Reviews of Recent Publications

Richard Harland
Cover by Richard Harland
(Karl Evans Publishing, $8.95, 305pp, pb, 1993)
Reviewed by Martin J. Livings

Morbing Vyle. Morbing Vyle. The name alone sends a shudder down my spine.

Oh come on! It's not that bad!

Richard Harland opens his novel, The Vicar of Morbing Vyle, with the above quote. This first-person retrospective style, along with some bizarre comments on the back cover, immediately made me think that what I held in my hands was a Lovecraftian tale of madness, murder and bizarre monsters from other dimensions of time and space.
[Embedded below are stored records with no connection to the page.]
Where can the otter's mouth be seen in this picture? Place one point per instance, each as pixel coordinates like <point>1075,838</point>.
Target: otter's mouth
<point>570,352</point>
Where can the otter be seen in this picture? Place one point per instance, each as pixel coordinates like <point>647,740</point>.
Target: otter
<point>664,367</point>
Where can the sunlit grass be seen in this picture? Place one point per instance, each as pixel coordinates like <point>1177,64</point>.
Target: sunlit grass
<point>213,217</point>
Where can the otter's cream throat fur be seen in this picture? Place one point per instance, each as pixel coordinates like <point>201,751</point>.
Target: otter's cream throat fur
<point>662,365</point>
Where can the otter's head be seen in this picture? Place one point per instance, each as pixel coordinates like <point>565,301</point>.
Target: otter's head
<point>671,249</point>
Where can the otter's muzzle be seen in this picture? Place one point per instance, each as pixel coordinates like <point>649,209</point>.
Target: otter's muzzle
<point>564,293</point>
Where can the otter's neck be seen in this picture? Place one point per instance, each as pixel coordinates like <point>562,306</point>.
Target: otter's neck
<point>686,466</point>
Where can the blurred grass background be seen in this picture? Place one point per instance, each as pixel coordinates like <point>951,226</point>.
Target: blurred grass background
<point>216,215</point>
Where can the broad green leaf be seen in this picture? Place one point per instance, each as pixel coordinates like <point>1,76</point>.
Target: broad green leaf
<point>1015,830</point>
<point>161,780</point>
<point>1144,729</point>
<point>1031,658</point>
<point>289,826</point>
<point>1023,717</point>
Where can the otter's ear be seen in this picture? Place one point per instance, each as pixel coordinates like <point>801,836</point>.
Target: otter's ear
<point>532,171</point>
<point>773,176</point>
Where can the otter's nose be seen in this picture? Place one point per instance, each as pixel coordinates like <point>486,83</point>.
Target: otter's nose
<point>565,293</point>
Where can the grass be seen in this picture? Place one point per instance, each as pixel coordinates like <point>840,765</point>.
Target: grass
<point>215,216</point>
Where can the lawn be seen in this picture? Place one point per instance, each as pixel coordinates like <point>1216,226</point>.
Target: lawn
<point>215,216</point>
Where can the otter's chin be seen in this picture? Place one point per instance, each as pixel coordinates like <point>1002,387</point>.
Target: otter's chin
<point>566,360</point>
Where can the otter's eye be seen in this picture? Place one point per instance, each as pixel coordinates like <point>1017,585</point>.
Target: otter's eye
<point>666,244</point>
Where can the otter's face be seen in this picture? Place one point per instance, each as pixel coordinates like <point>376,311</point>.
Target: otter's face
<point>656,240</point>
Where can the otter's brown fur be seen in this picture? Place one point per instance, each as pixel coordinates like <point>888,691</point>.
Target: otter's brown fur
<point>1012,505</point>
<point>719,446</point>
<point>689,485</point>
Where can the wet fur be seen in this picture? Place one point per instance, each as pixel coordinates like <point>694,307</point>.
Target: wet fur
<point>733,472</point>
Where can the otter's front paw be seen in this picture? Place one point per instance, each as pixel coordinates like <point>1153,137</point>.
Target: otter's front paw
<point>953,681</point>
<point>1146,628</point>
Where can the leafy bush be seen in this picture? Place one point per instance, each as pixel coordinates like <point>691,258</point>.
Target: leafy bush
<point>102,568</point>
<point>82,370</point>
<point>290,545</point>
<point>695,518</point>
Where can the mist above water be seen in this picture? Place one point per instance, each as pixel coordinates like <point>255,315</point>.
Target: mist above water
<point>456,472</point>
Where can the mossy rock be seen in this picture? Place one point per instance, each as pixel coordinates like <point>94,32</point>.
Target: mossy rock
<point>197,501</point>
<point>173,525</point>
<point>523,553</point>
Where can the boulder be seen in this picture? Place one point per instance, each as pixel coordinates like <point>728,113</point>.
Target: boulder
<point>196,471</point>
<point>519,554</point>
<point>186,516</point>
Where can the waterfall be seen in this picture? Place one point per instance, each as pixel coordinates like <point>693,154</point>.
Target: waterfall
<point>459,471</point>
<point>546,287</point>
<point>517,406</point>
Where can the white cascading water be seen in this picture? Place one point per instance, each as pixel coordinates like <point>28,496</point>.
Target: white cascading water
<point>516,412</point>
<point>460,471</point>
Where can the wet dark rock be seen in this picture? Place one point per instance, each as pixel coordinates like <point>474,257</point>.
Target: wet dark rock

I turned each page flinchingly, expecting "the creature was so horrific, so monstrous, that I was driven completely insane by merely glancing at its big toe", or "it was so disgusting and vile (Vyle?) that I couldn't even begin to describe it, so I won't even try". Being a jaded horror reader, I expected no surprises.

That was my first surprise. It wasn't the last.

Admittedly, the first sixty or so pages of the novel are slow, dull and unwieldy, paced like a poorly-run game of Call of Cthulhu and with almost as much action and intrigue. This could put less perseverent readers off; it certainly deterred me for a few weeks. I actually started to compare this book to Lovecraft's mythical Necronomicon - that is, neither book can be read for long without driving you irrevocably insane. But, being the stalwart Eidolon reviewer I am (and receiving desperate phone calls from certain editors, screaming "By the 30th! For God's sake, by the 30th!"), I girded my loins (don't laugh - they're my loins, and I can gird them if I want to) and plunged back into the township of Morbing Vyle.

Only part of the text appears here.